We use software every day to perform all kinds of magical, powerful tasks. It's the force behind stunning CGI graphics, safe online shopping, and speedy Google searches. Software drives the modern world, but its inner workings remain a mystery to many. How Software Works explains how computers perform common-yet-amazing tasks that we take for granted every day. Inside you'll learn: –How data is encrypted –How passwords are used and protected –How computer graphics are created –How video is compressed for streaming and storage –How data is searched (and found) in huge databases –How programs can work together on the same problem without conflict –How data travels over the Internet How Software Works breaks down these processes with patient explanations and intuitive diagrams so that anyone can understand—no technical background is required, and you won't be reading through any code. In plain English, you'll examine the intricate logic behind the technologies you constantly use but never understood.
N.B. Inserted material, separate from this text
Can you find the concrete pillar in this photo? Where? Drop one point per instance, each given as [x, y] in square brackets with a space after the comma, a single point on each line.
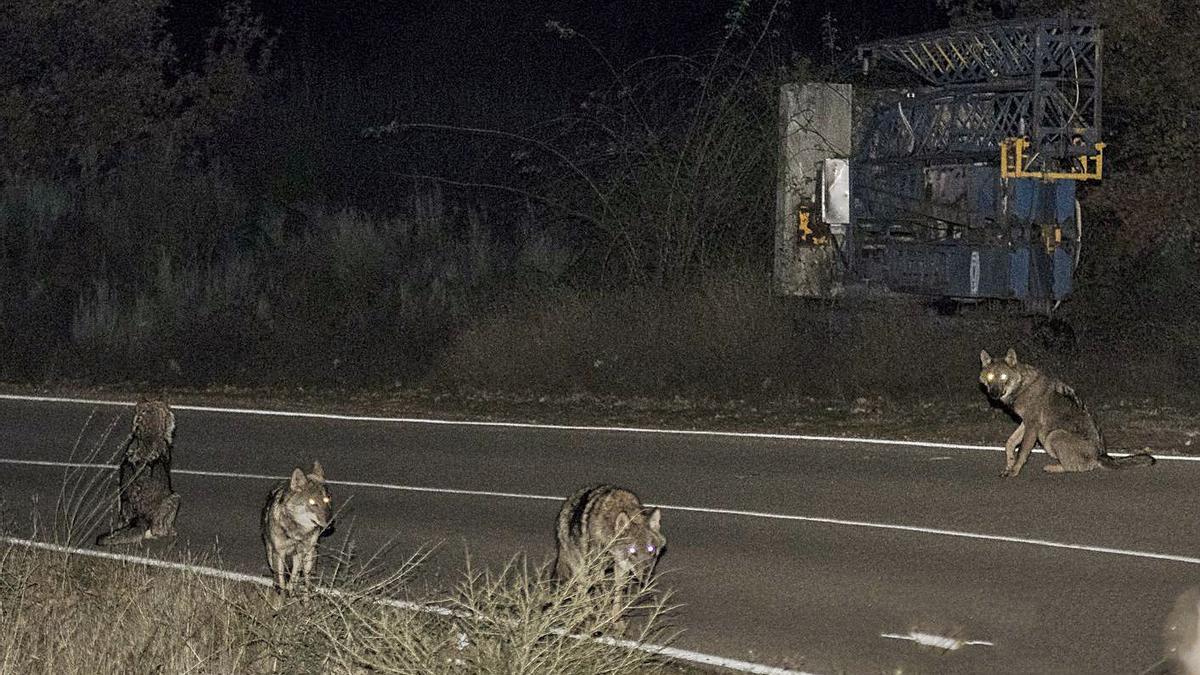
[814, 125]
If you've ever wondered what really goes on behind your computer screen, How Software Works will give you fascinating look into the software all around you.

A Practitioner's Guide to Software Test Design


Author: Lee Copeland
Publisher: Artech House
ISBN: 9781580537322
Category: Computers
Page: 274
View: 1939
DOWNLOAD NOW »
HereOCOs a comprehensive, up-to-date and practical introduction to software test design. This invaluable book presents all the important test design techniques in a single place and in a consistent, and easy-to-digest format. An immediately useful handbook for test engineers, developers, quality assurance professionals, and requirements and systems analysts, it enables you to: choose the best test case design, find software defects in less time and with fewer resources, and develop optimal strategies that help reduce the likelihood of costly errors. It also assists you in estimating the effort, time and cost of good testing."

The Way of the Web Tester

A Beginner's Guide to Automating Tests
Author: Jonathan Rasmusson
Publisher: Pragmatic Bookshelf
ISBN: 1680505149
Category: Computers
Page: 258
View: 2649
DOWNLOAD NOW »
This book is for everyone who needs to test the web. As a tester, you'll automate your tests. As a developer, you'll build more robust solutions. And as a team, you'll gain a vocabulary and a means to coordinate how to write and organize automated tests for the web. Follow the testing pyramid and level up your skills in user interface testing, integration testing, and unit testing. Your new skills will free you up to do other, more important things while letting the computer do the one thing it's really good at: quickly running thousands of repetitive tasks. This book shows you how to do three things: How to write really good automated tests for the web. How to pick and choose the right ones. * How to explain, coordinate, and share your efforts with others. If you're a traditional software tester who has never written an automated test before, this is the perfect book for getting started. Together, we'll go through everything you'll need to start writing your own tests. If you're a developer, but haven't thought much about testing, this book will show you how to move fast without breaking stuff. You'll test RESTful web services and legacy systems, and see how to organize your tests. And if you're a team lead, this is the Rosetta Stone you've been looking for. This book will help you bridge that testing gap between your developers and your testers by giving your team a model to discuss automated testing, and most importantly, to coordinate their efforts. The Way of the Web Tester is packed with cartoons, graphics, best practices, war stories, plenty of humor, and hands-on tutorial exercises that will get you doing the right things, the right way.